My good news from yesterday was… I got the call about Karen only hours before I was giving the most important presentation of my entire career to two Directors and two Group Managers who will determine the future of my career. My boss was standing next to me when i got the call about Karen. I never told him my best friend was dying. He was in shock when I told him this was going on the whole time I worked for him. He asked if I wanted to reschedule the presentation because my Directors would understand the situation. I told him my Directors would understand but Karen was a hardass and would not understand. She would expect me to honor her by crushing it. I hung a Post-it note on my laptop that said, “Crush it for Karen” and off I went to do my presentation. I was very relaxed. I smiled and spoke authentically. At the end, one Director (a female Director I never met in person before)said, “I am very very impressed” and the other Director(a man who works in DC I’ve met and bonded with) said, “I am pleased as punch!”. My direct supervisory followed me out of the room and said, “GREAT Job. Now go take care of yourself. I’ll see you in a week!”. I thank Karen for the inspiration. I crushed it for Karen! I left the office immediately after that meeting was over. I am officially on Leave from work until April 30th.
I spent yesterday afternoon with with Karen’s sister and her long time boyfriend and caretaker. I spent yesterday evening with a couple of friends and spent last night making phone calls to tell folks I loved them. I went to Karen’s Mom’s house this morning and then focused on caring for myself this afternoon. Now, late on Friday afternoon I am starting to allow myself to feel again. I was strong for two days. It is time for good cry again.

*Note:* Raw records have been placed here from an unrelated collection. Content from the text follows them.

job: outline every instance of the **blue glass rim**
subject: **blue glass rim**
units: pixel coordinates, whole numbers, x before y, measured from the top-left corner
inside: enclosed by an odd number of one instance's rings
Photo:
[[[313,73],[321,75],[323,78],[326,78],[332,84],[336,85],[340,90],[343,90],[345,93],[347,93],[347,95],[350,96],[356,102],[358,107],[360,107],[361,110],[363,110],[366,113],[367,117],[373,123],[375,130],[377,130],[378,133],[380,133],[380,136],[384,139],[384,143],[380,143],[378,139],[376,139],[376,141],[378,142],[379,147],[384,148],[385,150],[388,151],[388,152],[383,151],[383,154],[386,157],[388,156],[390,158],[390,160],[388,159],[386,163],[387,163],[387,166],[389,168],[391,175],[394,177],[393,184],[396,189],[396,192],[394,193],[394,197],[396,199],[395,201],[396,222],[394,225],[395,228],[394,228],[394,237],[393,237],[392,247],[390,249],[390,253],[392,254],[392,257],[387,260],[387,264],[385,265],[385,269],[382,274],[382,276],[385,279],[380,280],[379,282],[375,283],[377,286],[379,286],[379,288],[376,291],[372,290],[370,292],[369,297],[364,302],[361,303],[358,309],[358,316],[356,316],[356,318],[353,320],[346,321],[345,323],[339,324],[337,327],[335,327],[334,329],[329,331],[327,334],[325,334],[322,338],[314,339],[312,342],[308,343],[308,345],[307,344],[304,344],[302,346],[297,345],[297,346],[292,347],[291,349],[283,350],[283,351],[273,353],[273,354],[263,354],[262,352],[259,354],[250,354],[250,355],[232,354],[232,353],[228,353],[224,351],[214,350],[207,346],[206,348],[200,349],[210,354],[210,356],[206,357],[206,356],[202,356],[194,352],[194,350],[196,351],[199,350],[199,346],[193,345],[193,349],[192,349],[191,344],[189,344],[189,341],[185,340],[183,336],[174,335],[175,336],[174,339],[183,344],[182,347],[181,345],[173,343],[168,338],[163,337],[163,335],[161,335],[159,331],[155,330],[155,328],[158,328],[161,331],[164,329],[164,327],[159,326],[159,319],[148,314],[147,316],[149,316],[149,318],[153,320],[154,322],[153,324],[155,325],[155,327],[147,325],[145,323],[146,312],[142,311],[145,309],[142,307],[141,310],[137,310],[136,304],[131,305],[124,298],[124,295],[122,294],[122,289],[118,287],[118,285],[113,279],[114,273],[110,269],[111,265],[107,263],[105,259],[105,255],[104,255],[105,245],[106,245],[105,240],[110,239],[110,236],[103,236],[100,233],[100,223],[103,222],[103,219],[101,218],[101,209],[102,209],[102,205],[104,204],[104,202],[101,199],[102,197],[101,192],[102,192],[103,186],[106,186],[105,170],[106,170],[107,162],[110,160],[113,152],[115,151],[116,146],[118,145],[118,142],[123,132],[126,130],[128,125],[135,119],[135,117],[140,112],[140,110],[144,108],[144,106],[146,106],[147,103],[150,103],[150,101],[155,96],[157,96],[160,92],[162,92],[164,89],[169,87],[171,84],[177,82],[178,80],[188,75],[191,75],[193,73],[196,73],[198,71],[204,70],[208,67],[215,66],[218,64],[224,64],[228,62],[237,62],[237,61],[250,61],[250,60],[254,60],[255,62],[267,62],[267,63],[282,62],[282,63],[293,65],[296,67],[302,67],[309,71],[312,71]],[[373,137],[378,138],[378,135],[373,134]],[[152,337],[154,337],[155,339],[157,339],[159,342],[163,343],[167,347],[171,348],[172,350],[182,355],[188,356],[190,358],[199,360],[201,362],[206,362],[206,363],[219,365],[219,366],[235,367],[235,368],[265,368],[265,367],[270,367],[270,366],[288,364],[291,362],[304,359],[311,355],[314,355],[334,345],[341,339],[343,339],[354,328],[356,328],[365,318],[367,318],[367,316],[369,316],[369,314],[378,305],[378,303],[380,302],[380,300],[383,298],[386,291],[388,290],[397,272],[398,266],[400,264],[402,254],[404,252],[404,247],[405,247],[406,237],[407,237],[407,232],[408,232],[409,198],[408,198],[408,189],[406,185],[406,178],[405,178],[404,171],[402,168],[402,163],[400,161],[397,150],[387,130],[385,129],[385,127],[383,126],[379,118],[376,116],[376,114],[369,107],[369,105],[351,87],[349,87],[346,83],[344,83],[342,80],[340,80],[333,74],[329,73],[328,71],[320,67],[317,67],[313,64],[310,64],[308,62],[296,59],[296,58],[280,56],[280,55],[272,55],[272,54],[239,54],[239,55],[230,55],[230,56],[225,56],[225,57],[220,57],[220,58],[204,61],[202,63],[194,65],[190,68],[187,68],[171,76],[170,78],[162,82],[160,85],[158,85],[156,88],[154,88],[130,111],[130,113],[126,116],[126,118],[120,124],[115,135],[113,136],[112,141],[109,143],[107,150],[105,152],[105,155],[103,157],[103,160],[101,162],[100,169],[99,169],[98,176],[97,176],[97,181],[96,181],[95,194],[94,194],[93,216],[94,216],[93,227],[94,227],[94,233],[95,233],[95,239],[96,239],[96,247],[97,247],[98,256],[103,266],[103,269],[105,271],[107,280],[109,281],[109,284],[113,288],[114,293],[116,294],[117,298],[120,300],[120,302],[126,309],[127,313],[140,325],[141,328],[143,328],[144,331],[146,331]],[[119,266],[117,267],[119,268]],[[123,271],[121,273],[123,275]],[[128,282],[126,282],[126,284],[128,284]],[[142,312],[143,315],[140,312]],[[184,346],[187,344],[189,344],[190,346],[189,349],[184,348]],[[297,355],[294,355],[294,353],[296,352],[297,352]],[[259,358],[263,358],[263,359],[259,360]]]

Karen’s services should be Tuesday with her obit in the Sunday paper. Her sister was meeting with the Rabbi today.
Karen was a Country Music lover. She once said to me, “everyone needs some country in their life Linda Long!” She took me to two Country music concerts, Kenny Chesney and Darius Rucker. In memory of my beautiful best friend, Karen Grant, I am sharing “Broken Halos” and “Somewhere With You”. I needed Country in my life today.